First, I'm sorry you're so upset about all of this. I wouldn't want to find evidence of the inner workings of my husbands mind during a rough time in our relationship, especially when another woman was involved. It would only open up old wounds.

That being said... it's in the past. That relationship no longer exists, and you and your husband have agreed to move forward together despite what you each did in the past. You are going to have to find a way to let it go. I understand that what has been seen cannot be UNseen, but for the sake of your future together you have to let it all go.


----------



## FirstYearDown (Sep 15, 2011)

I still have anger at my husband, for his commitment issues while we dated and some bad moments around our wedding and engagement. My husband has become a man of romance and doting. I know I must forgive Hubby, since I have chosen to become his wife.

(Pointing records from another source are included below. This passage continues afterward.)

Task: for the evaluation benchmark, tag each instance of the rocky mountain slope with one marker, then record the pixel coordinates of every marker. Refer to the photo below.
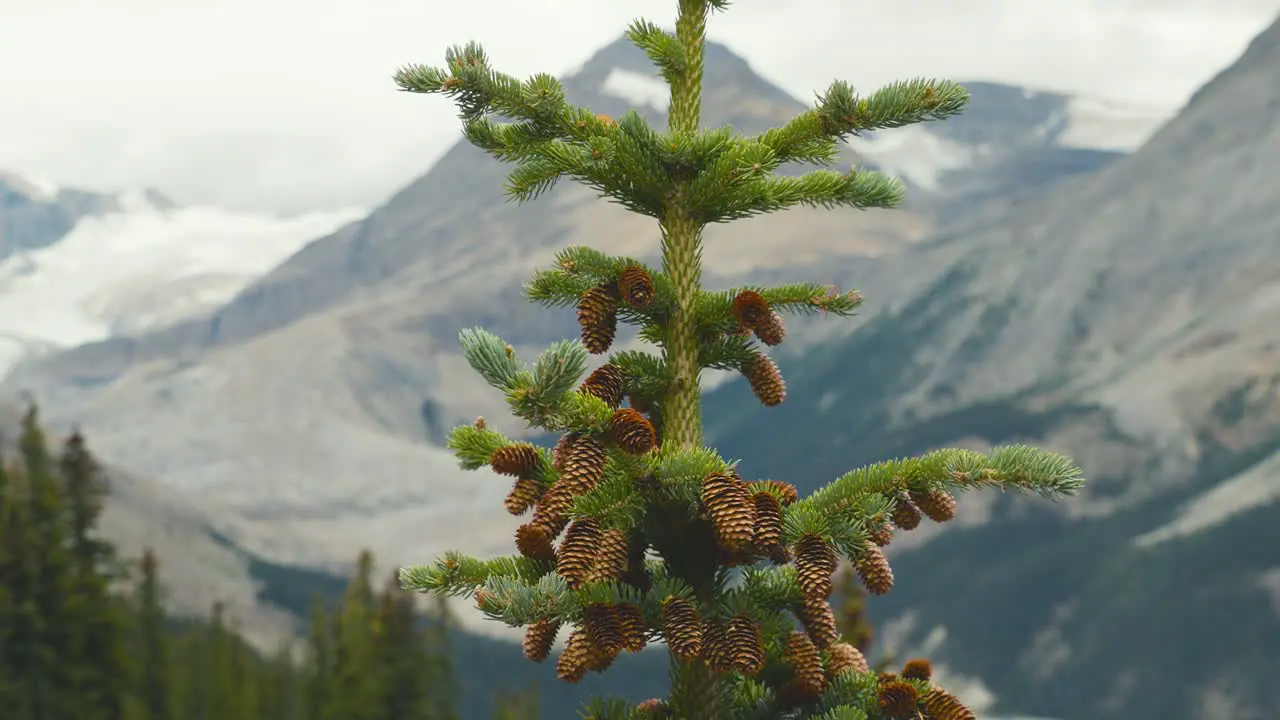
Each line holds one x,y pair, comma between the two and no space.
298,410
1132,319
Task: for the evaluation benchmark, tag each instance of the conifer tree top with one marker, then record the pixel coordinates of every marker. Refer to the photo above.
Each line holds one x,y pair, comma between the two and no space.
638,531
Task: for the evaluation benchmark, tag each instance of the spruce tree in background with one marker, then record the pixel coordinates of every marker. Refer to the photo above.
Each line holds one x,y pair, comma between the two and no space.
155,687
739,564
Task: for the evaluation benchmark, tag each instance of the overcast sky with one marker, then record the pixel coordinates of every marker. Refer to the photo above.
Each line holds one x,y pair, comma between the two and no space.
287,105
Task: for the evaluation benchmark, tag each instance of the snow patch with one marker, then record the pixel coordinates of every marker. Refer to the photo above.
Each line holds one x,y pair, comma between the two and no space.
141,268
915,155
636,89
1106,124
1253,488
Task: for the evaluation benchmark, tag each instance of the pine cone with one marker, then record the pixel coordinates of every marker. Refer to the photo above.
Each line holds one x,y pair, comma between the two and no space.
551,513
918,669
941,705
897,700
767,534
816,561
844,657
607,383
743,641
681,628
786,492
603,628
539,638
631,431
807,664
517,459
938,505
534,542
905,514
611,556
598,317
771,331
873,569
766,381
750,309
575,657
716,650
818,620
577,551
584,464
635,634
730,509
636,286
522,496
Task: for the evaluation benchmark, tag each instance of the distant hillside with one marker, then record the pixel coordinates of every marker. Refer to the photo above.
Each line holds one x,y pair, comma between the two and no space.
1132,319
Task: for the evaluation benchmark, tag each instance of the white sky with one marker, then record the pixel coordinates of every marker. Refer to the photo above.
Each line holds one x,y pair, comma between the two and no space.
287,105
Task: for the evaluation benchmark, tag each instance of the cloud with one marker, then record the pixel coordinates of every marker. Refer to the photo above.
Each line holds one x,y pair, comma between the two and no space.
287,105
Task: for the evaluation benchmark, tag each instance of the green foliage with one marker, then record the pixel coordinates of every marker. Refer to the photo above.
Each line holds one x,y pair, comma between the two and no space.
636,479
72,647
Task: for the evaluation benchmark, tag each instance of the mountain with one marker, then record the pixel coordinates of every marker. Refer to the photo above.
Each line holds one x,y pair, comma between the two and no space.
39,214
1009,141
1130,319
80,267
307,413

Have you discussed the letters with your husband? Perhaps destroying them together would be healing for you.


----------



## Conrad (Aug 6, 2010)

Santee,

Perhaps it's in the male "DNA", but guys have a habit of "keeping the door open".

I can almost guarantee that he thought of getting rid of all that stuff when you first got back together. Yet, he wasn't sure you were going to make it. Were you?

Had they gotten back together and he'd destroyed all that stuff? I'm certain he hadn't destroyed evidence of your previous life when he was with her.

I'm sorry to be blunt because I know it hurts.

If he's doing a good job now, go ahead and forgive him. I know you won't forget about it. And, it would have been ideal if he'd followed through as he is now very aware he should have.

This isn't as sinister as you perceive it is.

It's actually somewhat normal.


----------



## Stonewall (Jul 5, 2011)

You gotta fight the urge to play the swampfox here. forgive and forget . Its ancient history. If you don't then ancient history will always be there at a convenient time for you to dredge up. To me forgiving means never bringing it up again.I have seen many people make the mistake of continuously bringing up things that are supposedly forgiven and it causes constant friction in the relationship.